Moraltheologe: Tierschutz ist christliche Verantwortung
Aus einer biblisch begründeten christlichen Verantwortung heraus ist die Kirche verpflichtet, für einen "verantwortungsbewussten Konsum tierischer Produkte" einzutreten und hier eine Vorreiterrolle einzunehmen: Diese Ansicht vertritt der Südtiroler Moraltheologe Martin Lintner in der aktuellen Ausgabe der Wochenzeitung "Die Furche". Die Bibel spreche von einer Schicksalsgemeinschaft zwischen Mensch und Tier und letztere würden auch "heilsgeschichtlich ins Gewicht fallen", so der Experte.
Tierethik sei hochaktuell und mit Papst Franziskus, der in der Umweltenzyklika "Laudato si" vom "Eigenwert" jedes Lebewesens spreche, auch Thema und Anliegen der Kirche geworden. Laut Lintner "endlich" - denn die christlich-abendländische Tradition sei von einer verhängnisvollen, vordergründig philosophisch bedingten Tiervergessenheit geprägt, die zwischen den nicht vernunftbegabten Tieren und dem Menschen als "animal rationale" einen tiefen Graben aufgeworfen habe, der so in der Bibel nicht zu finden sei. Die Bibel beschreibe Tiere viel mehr als Bundespartner Gottes, für die auch die Sabbatruhe gelte; auch Paulus spreche von einer Hoffnung auf Erlösung, die die gesamte außermenschliche Schöpfung miteinschließe.

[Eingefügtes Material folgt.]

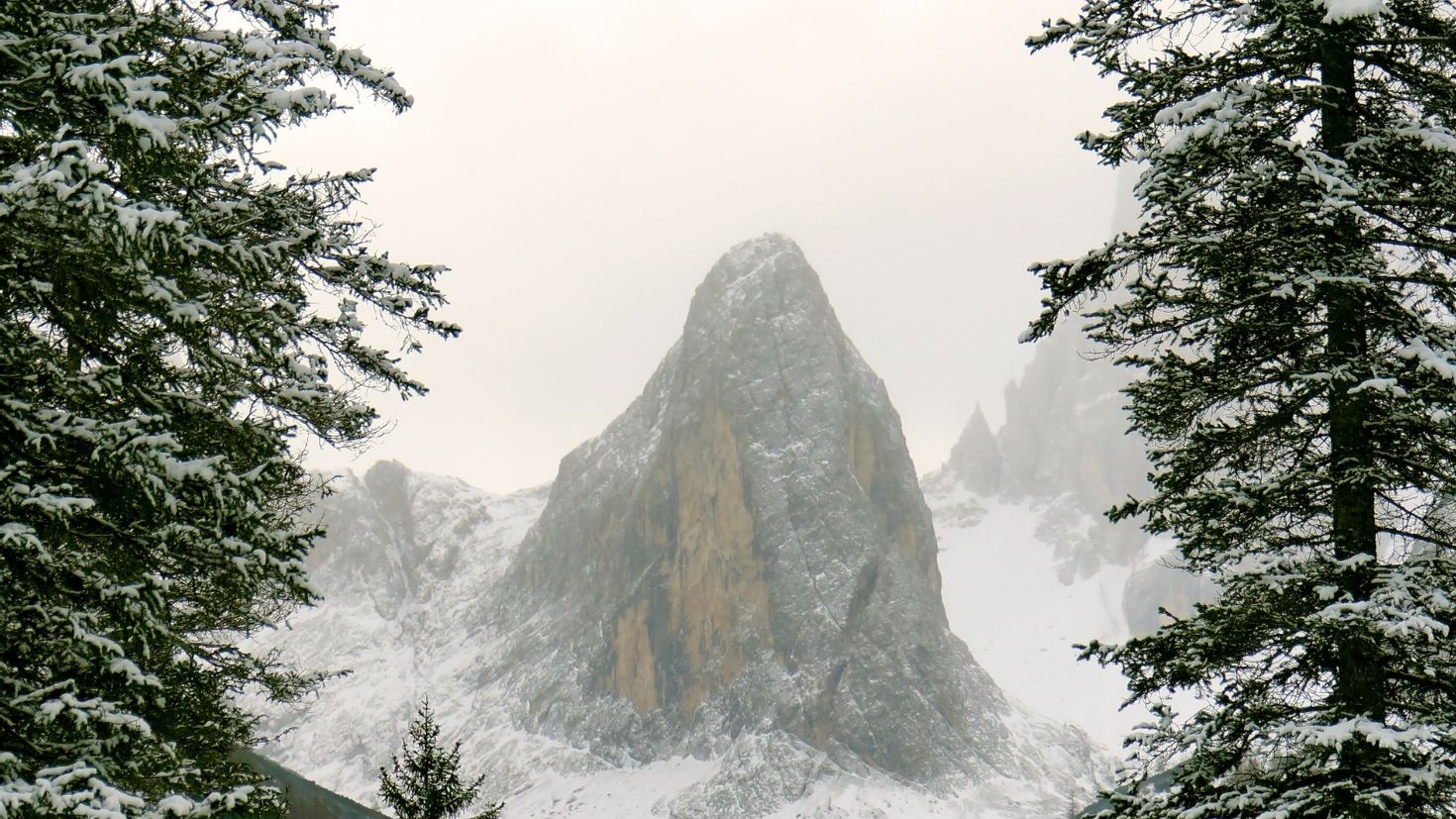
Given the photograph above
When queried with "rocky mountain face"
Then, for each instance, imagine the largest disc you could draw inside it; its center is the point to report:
(728, 602)
(747, 550)
(1066, 452)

So wäre es ein "starkes, aber überfälliges Signal", wenn kirchliche Bildungshäuser, Klöster, Pfarrhöfe oder Pfarrgemeinden konsequent beginnen würden, auf die Herkunft von Fleisch, Eiern oder Milch zu achten: "Sie sollen ausschließlich von ökologisch und tierethisch qualifizierten Bauernhöfen und nach Möglichkeit aus der eigenen Region stammen, um Lebendtransporte von Tieren beziehungsweise weite Transportwege der Waren zu vermeiden. Das sollte ebenso selbstverständlich werden wie etwa die Mülltrennung", so der Moraltheologe.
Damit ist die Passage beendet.